O documentário chamou Wang, o ávido jogador de golfe, de uma “pessoa de duas caras”. As paredes de sua mansão de golfe, mostraram as imagens, são decoradas com caligrafia chinesa, incluindo textos que ostentavam o quanto ele se importava com o público e quão pouco ele se importava com dinheiro e fama.

“Foi correto me prender”, diz Wang em voz alta a certa altura. “Eu falhei em permanecer fiel à aspiração original e à missão fundadora”, disse ele, repetindo o jargão político popular sob Xi que pretendia colocar os interesses do público em primeiro lugar.
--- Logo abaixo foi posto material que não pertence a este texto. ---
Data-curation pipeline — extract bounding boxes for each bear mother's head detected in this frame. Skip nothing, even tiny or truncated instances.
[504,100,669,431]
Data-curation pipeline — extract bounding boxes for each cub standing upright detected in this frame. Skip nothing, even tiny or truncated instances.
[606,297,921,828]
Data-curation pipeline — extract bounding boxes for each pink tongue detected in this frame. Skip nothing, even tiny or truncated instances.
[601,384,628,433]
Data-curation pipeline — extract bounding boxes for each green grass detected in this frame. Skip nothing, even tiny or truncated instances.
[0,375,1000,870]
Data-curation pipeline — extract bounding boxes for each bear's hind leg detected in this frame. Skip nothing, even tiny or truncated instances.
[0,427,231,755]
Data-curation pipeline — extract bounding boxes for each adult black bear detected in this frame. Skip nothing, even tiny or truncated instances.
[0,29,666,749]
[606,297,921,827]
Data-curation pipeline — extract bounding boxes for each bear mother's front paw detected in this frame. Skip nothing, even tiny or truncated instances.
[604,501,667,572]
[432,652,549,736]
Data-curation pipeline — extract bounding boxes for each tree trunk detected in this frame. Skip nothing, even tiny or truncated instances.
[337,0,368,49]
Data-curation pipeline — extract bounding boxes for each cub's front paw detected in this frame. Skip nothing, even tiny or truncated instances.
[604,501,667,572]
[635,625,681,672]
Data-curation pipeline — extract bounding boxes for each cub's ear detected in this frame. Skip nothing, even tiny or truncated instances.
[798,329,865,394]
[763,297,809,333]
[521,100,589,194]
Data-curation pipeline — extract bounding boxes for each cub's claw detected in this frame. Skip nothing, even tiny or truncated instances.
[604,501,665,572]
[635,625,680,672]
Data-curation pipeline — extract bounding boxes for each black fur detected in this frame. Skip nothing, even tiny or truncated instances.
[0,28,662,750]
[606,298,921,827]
A série foi ao ar após o noticiário noturno do horário nobre por cinco dias em meados de janeiro. Assim que seu primeiro episódio foi exibido, hashtags relacionadas foram visualizadas cerca de 180 milhões de vezes, informou o jornal oficial do executor anticorrupção em uma crítica brilhante. A audiência dobrou em comparação com um programa diferente que estava no mesmo horário uma semana antes.

O governo chinês está melhorando em fazer propaganda. A questão é se a abordagem que criou os filmes de propaganda de grande sucesso deve ser aplicada aos documentários anticorrupção.

“Tecnicamente é bem-sucedido”, disse Minxin Pei, professor de governo no Claremont McKenna College e autor de “China’s Crony Capitalism”.

“Mas o efeito político é outra questão.”